Een debat is een discussie volgens vaste regels, bedoeld voor een publiek.
Het doel is om een Leidse school- en vakoverstijgende leerlijn debatteren uit te zetten voor leerlingen van 10-18 jaar. Op het PO wordt gekeken hoe de debatvaardigheden binnen welke vakken terugkomen en op het VO wordt bij de vakken Nederlands, Engels, geschiedenis, aardrijkskunde, maatschappijleer en maatschappijwetenschappen deze leerlijn uitgezet.
We onderscheiden een combinatie van vaardigheden:
Een vakoverstijgende leerlijn heeft twee kenmerken:
- De basisprincipes van een vaardigheid worden bij verschillende vakken op dezelfde manier aangeleerd en geoefend;
- Er is sprake van een opbouw van vaardigheden.

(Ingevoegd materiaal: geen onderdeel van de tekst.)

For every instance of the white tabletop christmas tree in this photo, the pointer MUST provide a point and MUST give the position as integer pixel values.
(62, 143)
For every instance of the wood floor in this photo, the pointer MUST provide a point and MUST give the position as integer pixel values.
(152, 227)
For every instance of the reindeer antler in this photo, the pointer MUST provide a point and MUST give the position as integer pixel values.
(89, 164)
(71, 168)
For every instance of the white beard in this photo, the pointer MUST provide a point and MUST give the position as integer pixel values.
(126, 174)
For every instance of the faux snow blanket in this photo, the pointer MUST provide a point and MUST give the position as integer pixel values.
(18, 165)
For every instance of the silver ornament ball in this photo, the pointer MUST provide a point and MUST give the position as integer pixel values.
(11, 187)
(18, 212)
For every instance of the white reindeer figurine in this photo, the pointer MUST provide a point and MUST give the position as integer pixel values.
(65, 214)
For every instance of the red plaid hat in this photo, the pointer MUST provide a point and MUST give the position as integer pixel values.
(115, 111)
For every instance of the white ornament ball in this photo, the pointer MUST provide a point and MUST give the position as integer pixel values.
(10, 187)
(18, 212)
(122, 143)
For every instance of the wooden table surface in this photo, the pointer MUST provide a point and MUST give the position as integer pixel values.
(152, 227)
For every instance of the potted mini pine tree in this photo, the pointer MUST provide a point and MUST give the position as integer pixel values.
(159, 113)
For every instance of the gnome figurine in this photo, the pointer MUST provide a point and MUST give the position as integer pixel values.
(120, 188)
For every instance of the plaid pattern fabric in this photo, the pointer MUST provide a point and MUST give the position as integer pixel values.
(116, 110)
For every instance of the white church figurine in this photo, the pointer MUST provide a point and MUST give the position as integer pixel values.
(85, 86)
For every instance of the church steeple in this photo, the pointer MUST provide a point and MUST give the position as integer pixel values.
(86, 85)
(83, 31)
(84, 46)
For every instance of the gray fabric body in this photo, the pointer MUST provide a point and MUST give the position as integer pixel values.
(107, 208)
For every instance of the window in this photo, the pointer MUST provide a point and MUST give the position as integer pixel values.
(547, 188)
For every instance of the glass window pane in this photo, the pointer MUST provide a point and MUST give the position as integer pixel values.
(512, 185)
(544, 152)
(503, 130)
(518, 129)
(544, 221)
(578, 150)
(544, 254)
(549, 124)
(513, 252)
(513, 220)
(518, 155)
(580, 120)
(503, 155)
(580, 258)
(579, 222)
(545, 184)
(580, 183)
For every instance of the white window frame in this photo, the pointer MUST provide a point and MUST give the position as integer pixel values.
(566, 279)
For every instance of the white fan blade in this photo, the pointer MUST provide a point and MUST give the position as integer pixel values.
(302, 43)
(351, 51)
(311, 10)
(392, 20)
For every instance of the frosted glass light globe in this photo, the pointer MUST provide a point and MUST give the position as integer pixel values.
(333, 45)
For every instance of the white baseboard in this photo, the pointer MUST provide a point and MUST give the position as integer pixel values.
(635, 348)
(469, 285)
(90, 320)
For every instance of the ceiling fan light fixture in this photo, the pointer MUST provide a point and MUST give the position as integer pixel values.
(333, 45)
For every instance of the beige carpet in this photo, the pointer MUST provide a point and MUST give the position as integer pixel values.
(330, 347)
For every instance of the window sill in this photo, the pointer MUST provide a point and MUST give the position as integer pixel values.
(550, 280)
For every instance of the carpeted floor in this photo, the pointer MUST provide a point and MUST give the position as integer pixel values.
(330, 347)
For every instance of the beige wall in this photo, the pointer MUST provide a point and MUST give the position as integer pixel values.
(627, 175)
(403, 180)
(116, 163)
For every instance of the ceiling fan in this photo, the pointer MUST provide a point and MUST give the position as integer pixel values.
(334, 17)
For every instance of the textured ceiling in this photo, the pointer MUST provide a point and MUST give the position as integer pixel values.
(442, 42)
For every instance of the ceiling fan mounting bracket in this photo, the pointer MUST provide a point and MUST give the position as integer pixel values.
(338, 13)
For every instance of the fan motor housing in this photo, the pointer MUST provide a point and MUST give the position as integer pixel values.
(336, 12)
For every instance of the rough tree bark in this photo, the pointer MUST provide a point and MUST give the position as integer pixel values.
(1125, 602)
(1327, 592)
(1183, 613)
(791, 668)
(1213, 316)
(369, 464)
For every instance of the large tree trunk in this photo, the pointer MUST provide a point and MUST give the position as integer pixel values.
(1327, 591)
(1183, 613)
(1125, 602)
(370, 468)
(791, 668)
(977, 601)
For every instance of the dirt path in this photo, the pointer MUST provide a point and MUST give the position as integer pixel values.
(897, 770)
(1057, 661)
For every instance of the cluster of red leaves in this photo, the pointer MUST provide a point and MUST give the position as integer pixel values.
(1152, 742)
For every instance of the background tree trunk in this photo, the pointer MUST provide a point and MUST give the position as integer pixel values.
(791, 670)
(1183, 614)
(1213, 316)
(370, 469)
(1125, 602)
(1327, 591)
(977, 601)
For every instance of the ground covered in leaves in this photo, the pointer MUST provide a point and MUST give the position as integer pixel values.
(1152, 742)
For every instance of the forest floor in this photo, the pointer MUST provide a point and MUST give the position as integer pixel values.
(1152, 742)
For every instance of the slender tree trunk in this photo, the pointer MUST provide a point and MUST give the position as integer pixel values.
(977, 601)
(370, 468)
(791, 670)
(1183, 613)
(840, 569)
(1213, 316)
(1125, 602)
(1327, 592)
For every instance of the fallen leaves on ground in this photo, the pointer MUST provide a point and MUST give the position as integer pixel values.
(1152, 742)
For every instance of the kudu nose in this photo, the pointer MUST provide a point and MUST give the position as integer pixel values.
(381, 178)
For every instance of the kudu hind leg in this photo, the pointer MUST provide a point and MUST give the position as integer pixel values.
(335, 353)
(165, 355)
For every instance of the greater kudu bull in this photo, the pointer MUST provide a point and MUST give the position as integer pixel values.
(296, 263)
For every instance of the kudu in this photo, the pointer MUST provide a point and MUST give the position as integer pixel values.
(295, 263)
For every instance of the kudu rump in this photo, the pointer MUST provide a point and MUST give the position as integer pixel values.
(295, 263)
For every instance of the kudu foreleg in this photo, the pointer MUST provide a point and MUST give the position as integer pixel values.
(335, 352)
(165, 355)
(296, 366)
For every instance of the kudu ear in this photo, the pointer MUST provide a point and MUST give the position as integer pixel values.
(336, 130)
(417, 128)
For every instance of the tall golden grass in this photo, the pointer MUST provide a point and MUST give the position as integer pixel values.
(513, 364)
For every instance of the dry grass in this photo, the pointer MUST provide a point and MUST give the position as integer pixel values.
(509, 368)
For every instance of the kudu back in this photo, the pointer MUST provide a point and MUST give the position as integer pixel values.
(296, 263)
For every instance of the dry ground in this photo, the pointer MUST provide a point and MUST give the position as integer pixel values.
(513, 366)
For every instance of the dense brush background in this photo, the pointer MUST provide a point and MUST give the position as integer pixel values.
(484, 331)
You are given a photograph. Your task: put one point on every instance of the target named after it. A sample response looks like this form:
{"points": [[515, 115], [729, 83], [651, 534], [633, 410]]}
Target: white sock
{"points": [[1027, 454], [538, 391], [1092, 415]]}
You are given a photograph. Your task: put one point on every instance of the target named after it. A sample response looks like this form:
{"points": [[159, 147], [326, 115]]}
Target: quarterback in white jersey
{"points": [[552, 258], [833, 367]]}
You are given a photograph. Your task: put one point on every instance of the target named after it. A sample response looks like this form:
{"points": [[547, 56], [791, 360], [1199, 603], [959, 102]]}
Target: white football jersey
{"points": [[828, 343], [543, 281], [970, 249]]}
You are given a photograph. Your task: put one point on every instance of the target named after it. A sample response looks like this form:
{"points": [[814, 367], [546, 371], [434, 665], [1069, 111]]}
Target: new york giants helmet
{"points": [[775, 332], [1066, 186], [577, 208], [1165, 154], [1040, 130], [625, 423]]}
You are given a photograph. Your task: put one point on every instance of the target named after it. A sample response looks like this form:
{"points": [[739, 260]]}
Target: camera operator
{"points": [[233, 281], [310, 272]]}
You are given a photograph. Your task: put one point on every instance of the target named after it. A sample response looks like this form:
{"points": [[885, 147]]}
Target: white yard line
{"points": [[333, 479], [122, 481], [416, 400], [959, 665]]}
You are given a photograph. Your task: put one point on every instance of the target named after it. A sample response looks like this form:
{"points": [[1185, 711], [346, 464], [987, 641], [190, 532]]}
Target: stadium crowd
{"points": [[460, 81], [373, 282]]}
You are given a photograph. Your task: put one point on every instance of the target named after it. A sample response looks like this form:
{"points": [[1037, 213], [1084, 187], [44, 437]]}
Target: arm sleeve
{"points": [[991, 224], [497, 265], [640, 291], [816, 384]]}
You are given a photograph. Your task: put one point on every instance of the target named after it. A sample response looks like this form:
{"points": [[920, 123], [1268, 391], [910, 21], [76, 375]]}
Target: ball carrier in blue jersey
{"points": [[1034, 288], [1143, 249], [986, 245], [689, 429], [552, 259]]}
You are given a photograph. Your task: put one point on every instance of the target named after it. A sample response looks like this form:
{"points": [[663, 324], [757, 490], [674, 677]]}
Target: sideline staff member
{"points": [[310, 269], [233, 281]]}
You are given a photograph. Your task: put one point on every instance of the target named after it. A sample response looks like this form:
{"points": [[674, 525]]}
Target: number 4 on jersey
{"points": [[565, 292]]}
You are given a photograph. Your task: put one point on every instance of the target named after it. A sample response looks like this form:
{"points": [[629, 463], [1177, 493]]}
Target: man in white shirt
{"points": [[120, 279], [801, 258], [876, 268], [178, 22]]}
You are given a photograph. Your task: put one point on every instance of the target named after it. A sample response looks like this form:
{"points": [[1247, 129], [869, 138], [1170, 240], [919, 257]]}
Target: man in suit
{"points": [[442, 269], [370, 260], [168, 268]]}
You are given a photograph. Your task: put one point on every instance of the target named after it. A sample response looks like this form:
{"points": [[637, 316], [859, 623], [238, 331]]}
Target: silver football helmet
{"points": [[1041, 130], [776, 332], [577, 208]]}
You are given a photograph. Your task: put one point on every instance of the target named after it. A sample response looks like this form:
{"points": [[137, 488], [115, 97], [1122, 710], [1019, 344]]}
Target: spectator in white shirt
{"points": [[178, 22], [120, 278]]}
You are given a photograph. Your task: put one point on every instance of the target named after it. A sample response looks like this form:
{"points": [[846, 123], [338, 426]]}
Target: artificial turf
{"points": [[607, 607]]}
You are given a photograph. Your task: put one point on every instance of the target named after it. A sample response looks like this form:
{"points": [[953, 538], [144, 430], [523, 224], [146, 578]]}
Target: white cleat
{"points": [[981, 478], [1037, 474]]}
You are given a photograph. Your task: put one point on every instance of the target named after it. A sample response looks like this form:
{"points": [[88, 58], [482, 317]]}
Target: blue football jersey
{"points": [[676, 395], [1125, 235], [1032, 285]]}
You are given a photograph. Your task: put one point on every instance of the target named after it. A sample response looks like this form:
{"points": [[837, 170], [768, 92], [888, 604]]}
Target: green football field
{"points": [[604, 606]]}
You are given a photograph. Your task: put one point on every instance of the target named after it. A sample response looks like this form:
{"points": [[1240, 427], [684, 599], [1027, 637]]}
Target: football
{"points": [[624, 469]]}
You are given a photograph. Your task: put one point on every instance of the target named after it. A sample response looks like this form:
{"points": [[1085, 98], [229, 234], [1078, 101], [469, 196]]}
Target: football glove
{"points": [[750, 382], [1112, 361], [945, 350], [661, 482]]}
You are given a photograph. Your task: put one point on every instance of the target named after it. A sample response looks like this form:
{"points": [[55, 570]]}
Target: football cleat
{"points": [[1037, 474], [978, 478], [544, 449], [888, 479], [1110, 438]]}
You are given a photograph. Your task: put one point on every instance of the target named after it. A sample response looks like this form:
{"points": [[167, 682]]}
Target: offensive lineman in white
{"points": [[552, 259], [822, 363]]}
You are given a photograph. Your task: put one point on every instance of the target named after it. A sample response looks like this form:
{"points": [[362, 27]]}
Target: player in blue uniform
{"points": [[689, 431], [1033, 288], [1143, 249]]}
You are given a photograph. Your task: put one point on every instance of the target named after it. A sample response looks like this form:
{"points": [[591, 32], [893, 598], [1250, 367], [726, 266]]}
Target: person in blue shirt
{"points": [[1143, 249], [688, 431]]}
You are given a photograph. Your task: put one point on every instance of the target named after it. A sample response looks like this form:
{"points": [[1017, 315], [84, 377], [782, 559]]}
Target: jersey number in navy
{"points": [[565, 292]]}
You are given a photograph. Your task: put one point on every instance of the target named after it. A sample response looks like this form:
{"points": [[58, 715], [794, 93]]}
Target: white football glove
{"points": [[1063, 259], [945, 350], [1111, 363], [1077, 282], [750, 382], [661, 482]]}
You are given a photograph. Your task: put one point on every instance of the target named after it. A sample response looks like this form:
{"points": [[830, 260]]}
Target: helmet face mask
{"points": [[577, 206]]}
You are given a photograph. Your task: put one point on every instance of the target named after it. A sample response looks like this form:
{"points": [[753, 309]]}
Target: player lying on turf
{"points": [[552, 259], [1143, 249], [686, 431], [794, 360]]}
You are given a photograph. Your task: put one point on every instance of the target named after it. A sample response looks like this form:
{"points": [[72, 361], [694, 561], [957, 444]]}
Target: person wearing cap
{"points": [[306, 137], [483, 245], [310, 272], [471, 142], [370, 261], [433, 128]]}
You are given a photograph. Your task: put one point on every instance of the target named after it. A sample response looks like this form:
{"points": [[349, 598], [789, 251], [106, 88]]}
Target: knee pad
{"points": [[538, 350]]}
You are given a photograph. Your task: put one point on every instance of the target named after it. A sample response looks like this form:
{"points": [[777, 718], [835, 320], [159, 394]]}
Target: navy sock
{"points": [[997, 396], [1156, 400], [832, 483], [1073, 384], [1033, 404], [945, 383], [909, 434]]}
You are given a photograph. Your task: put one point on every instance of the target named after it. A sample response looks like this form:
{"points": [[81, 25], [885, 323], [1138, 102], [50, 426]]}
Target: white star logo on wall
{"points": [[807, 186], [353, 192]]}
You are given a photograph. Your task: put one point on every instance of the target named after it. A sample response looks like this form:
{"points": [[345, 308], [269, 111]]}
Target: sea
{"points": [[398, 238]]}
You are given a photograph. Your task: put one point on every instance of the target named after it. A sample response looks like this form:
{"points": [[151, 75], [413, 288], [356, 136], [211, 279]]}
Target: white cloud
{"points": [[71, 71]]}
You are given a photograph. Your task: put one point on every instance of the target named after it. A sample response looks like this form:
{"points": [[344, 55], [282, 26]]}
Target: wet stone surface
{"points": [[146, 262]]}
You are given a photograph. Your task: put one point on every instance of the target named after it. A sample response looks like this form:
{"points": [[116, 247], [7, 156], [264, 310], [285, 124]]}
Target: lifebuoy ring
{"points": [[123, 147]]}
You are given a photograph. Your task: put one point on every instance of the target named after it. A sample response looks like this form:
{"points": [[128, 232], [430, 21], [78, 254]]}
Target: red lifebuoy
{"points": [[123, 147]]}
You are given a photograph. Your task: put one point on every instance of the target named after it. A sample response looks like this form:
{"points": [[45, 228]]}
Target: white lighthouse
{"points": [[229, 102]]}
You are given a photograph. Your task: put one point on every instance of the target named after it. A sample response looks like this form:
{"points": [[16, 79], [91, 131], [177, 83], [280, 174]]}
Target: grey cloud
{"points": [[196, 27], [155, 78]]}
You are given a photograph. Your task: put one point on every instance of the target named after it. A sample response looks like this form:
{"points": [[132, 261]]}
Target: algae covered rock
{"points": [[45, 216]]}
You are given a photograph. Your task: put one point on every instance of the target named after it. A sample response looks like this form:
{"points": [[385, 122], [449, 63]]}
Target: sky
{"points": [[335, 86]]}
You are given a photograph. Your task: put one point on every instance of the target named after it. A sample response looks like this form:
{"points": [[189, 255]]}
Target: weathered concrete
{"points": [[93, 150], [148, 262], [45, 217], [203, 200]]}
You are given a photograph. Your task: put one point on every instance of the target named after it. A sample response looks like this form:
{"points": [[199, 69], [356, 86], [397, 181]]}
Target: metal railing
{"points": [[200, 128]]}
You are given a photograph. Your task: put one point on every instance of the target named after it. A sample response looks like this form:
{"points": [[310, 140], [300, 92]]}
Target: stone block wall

We onderscheiden o.a. de volgende vaardigheden in opbouw van ingewikkeldheid / moeilijkheid van het debatteren zelf als werkvorm (op basis van ethische of beleidstellingen van verschillend niveau, werkvorm-differentiatie Lagerhuis-Hogerhuis, Cobat of deelwerkvormen):
- Presenteren
- Samenwerken
- Logisch redeneren
- Argumenteren
- Structureren
- Inzetten van overtuigende technieken
- Formuleren
Elk van deze vaardigheden kent aspecten die deze vaardigheid kwalitatief vullen. Hieronder worden de verschillende vaardigheden kort toegelicht.
Presenteren
- Lichaamstaal / Stemgebruik: volume, variatie, tempo, rust; oogcontact met publiek; houding
- Interactie met publiek
- Los van papier
- Wordt het doel van de presentatie bereikt? (Informeren / overtuigen / …
Aan het eind van de derde klas moet iedere leerling in staat zijn ‘goed’ te presenteren.
Samenwerken
In een debat werk je in een team. De teamleden luisteren naar elkaar en vullen elkaar aan. De teamleden reageren ook op het team dat het andere standpunt inneemt. De teamleden luisteren daar goed naar en bespreken samen hoe hierop te anticiperen en te reageren. Daarbij zijn goed naar de ander te luisteren, samen te vatten en doorvragen. Ook het verdelen van de spreektijd verdelen is belangrijk.
Logisch redeneren
Met logisch redeneren bedoelen we de vaardigheid dat leerlingen in staat zijn om helder te redeneren van a naar b in een oorzaak-gevolg-redenering. De kunst daarbij is om helder te krijgen welke stappen er zitten tussen a en b die het begrijpelijk maken waardoor uiteindelijk a tot b leidt. In de onderbouw kan dit geoefend worden bij gs en ak in opbouw van moeilijkheid. Eerst een causale reeks met 1 stap, dan twee of meerdere stappen. Uiteindelijk, in de derde klas, moeten leerlingen zelfstandig een redenering kunnen uitwerken van 4 stappen.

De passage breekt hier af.